A big clue here is that they say the results change on multiprocessor machines, this says to me that there ARE precision sensitivities like this in the code, that they are unhandled, and that they MATTER.
Oh, another issue for the readers who aren’t engineers.
Lets Say I have 5 digits of precision. I write
100*10 + 10/1000 – OK seems reasonable
100 x 10 = 1000.0 to five digit precision
10/1000 = 0.0100 to five digit precision
Adding we get
1000.0 + 0.010 which is 1000.01 – but that’s 6 digits of precision, at 5 digit precision the answer is 1000.0
Now let’s say the code repeats over an over adding 0.01 to 1000 a million times which should equal 11000 but due to precision the answer given is 1000.0 – this is what we call divergence.
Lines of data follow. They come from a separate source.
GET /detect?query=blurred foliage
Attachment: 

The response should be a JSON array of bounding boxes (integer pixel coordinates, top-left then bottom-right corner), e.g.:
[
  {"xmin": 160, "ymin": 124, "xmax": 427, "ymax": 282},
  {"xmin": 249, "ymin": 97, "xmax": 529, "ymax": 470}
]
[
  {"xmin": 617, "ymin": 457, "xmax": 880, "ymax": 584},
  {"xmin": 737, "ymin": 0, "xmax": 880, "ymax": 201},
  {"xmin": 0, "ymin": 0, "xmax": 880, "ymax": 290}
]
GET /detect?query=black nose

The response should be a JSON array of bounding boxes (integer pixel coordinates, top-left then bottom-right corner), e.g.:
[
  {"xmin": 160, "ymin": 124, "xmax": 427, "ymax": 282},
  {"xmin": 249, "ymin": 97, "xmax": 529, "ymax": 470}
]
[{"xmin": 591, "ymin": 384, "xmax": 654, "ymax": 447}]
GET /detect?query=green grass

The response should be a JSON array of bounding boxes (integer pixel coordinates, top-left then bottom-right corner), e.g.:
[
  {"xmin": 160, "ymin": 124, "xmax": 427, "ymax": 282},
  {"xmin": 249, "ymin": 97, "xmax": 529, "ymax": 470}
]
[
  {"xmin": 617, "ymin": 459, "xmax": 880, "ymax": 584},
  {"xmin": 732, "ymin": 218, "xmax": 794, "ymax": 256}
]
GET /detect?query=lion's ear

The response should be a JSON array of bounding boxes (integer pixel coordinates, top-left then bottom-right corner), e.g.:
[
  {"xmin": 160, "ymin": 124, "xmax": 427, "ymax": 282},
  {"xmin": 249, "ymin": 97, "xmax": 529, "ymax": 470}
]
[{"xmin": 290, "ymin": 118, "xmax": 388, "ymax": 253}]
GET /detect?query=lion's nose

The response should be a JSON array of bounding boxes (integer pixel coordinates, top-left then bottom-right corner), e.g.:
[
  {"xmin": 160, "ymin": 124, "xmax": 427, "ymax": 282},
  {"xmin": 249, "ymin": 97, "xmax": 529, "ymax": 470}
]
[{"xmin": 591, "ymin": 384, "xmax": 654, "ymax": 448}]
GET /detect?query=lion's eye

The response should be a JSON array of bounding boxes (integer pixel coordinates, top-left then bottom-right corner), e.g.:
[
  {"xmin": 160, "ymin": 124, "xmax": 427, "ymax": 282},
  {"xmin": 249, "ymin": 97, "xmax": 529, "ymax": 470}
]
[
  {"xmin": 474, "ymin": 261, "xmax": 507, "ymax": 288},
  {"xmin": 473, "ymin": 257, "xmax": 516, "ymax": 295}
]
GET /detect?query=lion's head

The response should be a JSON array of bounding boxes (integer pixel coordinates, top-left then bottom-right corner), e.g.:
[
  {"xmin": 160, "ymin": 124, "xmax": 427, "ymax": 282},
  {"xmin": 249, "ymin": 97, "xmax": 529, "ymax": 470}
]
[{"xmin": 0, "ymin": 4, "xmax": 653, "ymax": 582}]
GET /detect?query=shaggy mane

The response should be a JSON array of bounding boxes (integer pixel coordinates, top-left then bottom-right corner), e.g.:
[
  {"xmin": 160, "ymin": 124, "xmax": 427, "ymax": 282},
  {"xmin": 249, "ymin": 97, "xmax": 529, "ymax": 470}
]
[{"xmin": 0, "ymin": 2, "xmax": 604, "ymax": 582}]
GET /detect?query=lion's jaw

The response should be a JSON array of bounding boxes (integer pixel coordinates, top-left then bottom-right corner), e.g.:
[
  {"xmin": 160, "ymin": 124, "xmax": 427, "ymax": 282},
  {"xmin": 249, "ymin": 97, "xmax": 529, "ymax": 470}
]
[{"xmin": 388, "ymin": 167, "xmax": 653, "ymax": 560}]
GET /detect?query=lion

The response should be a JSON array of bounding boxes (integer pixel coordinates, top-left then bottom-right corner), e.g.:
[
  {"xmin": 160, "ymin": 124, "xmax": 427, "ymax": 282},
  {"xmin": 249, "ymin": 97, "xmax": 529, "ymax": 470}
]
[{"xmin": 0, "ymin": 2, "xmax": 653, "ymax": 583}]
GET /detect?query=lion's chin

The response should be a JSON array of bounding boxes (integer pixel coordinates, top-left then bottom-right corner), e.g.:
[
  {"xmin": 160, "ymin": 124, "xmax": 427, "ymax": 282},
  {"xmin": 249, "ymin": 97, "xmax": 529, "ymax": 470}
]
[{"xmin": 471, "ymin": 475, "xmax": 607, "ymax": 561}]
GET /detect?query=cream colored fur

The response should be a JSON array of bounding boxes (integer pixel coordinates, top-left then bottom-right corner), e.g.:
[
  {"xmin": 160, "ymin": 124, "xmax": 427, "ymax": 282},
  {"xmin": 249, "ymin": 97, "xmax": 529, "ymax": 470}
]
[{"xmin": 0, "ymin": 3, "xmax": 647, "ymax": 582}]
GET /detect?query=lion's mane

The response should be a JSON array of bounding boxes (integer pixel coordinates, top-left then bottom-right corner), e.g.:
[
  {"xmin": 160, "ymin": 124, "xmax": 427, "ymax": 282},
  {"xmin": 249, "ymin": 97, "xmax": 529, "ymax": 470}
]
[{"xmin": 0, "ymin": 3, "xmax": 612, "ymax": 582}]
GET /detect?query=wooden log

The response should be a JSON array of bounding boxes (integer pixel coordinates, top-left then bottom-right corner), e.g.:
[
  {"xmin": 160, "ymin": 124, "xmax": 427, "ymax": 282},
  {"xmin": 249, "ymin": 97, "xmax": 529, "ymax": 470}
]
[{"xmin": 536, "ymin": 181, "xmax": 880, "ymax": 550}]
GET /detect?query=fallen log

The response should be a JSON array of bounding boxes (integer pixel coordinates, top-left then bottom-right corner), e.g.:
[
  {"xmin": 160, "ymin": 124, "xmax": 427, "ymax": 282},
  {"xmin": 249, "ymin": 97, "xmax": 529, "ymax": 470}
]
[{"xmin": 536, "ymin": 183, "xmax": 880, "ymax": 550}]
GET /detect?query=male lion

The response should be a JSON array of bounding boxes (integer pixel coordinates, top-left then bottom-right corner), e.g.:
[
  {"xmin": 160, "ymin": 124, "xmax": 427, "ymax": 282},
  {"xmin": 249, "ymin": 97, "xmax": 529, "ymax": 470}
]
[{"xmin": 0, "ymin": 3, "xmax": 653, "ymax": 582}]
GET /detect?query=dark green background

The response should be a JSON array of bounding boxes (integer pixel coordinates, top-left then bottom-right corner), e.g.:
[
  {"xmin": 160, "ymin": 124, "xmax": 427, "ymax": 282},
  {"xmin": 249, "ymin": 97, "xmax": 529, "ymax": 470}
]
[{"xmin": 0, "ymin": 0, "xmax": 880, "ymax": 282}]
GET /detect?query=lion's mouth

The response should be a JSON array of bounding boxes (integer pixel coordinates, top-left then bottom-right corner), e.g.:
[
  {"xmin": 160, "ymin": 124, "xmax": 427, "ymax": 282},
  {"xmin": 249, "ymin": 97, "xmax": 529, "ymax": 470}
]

It’s bad, unless you ensure you don’t add small numbers to big numbers divergence can be a real problem in computers. Typically simulations or “Models” are of the Form X2=X1 + delta (f (X1) ) where f(X1) is some function of X1 and usually a small increment, so iterating means X can get larger while f(x) is small or even becomes smaller, eventually you’ll diverge.
@Bobl
Great simple examples of computational errors using computers. You have to understand the computational methods used by the code at a very deep level to avoid (or minimize) these sorts of issues. By the nature of the math, you cannot avoid it completely any more than you can exactly represent the square root of 2.
Sometimes you can express the problem symbolically so that the actual numerical conversion only happens one time at the final output stage, if you can work out a general solution that applies at all scales, but when doing iterative math loops where you go over and over the same calculation each pass feeding a solution to the next pass through the loop you accumulate those small errors until they become big errors.
It would be interesting to see a high level computer math person do an errors analysis of what they are doing and figuring out the maximum number of passes through the iteration you can run before the errors run away with you.
@Bobl:
Yup! Wonderful examples. Especially loved the ‘with debug’ vs not. Priceless. It is the accumulation of a few thousand of those that makes an experienced programmer valuable.
I once had a program where the NAME of the function call changed the results. Drove me nuts for a week trying to ‘fix it’. Called the vendor: Compiler bug… not me at all… Short term fix? Change that function name to something else until it works… so for a month or so while writing it, every time it failed, I’d swap all my FUNC W to FUNC Z or back. It worked fine every time in the interpreter… (A language that was both interpreted and compiled… so I’d develop in the interpreter fine, but compile and Oh Oh… change all the FUNC W to FUNC Z again…) The compiler used the function name as ‘salt’ in the hash function so sometimes landed it on code space where it ought not to be… but change the salt, no problem…
One of my other favorite ‘gotchas’ is testing a FLOAT for .EQ. zero or 1 or some other INT value. Rarely does a FLOAT exactly equal zero or 1 or “whatever”. One of the problem sets that bit most folks was just such a thing. The better way being something like:
IF ( VAR .LT. 0.000001 ) GO TO ….
Where the exact value of 0.000001 is set at your error limit choice, assessed after thinking about just what is happening down in the maths… I remember helping other students where the test problem had gone from (limit of precision like) 0.0000000000001 to -0.0000000000001 never touching 0.0 and them wondering why their code was wrong… Making it a DOUBLE instead of a FLOAT doesn’t fix the problem, just moves it into longer run times….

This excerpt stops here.